The Law on Sex Equality was implemented on July 30, 1946. The Law on Sex Equality emphasized equal rights in all spheres of life like free marriage and divorce, equal rights to inherit property and to share property in case of divorce. It also ended arranged marriages, polygamy, concubinage, the buying and selling of women, prostitution, and the professional entertainer system – many which were laws mainly used to oppress and humiliate the Korean women during the Japanese occupation. Laws to ensure social equality were also introduced in order to not only bring equality for women at home but also in the workplace, like the Labour Law, and the Law on Nationalization of Essential Industries. It’s worth to remember that while the Korean women were granted social justice with the Korean revolution, that their Irish counterpart had to wait another 50 years until the right to free divorce became legal (Divorce were illegal in Ireland before June 17, 1996).
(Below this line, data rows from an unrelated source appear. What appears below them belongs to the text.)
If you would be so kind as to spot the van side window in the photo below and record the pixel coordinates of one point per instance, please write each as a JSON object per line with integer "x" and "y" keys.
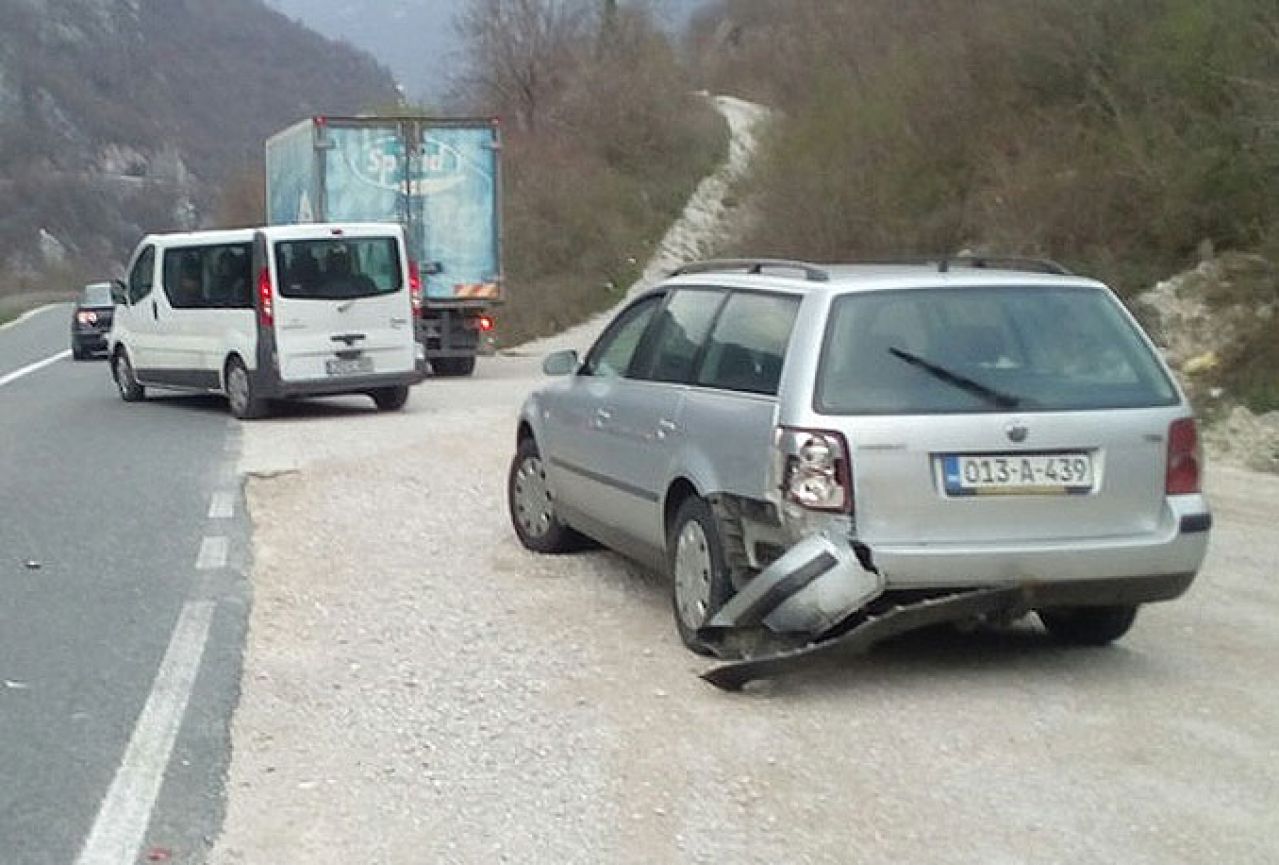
{"x": 142, "y": 275}
{"x": 750, "y": 343}
{"x": 209, "y": 277}
{"x": 681, "y": 332}
{"x": 614, "y": 353}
A woman in the US could even get fired from her job for being pregnant by as late as 1978 and marital rape wasn’t even recognized as rape until the mid 70’s and not before 1993 it was criminalized by all states in the US.

The main focus of the Workers’ Party of Korea have always been to improve the lives of the Korean people who now enjoy full control of their own lives. President Kim Il Sung made sure that there would be built facilities to facilitate for women, like rest homes for women and maternity hospitals. Under the leadership of Generalissimo Kim Jong Il, nursery schools extended their weeks so they are now open on Saturdays to further facilitate women. The Chollima Movement in the 1950’s were also one successful campaign led by the Workers’ Party of Korea, also focused on women’s policy and socialized household work, which traditionally fell upon the responsibility of women, by further introducing nursery schools, kindergartens, laundries and an even more efficient food industry. With the Chollima Movement, women represented 49% of the workforce by 1964. Between 1963 and 1989, the number of female professionals grew 10.6 times while their male counterpart only grew 2.5 times and women made up 37% of the working professionals by 1989. Women were further encouraged by the Workers’ Party of Korea to follow this positive trend. The social progress of the Chollima Movement did not unsurprisingly increase the productivity of the DPRK as well as the technological, ideological and cultural revolutions of the DPRK. In 1961, a statue of the Chollima was raised on Mansu Hill in Pyongyang to honour the heroism and invincible fighting spirit of the Korean people like the legendary winged Chollima. The Chollima statue is mounted by a male worker who’s holding high the Red Letter of the Central Committee of the Workers’ Party of Korea and a female peasant woman holding a sheaf of rice, representing the Korean people (the Red Letter was an appeal to the workers of the DPRK to increase production in the 50’s).

March 8, International Women’s Day, is celebrated by progressives all over the world, but in this day and age there are only a few countries that have kept it as a national holiday, and of course, the DPRK is one of them. Every year on March 8 there are grand celebrations to commemorate the important part and role that all women have in society.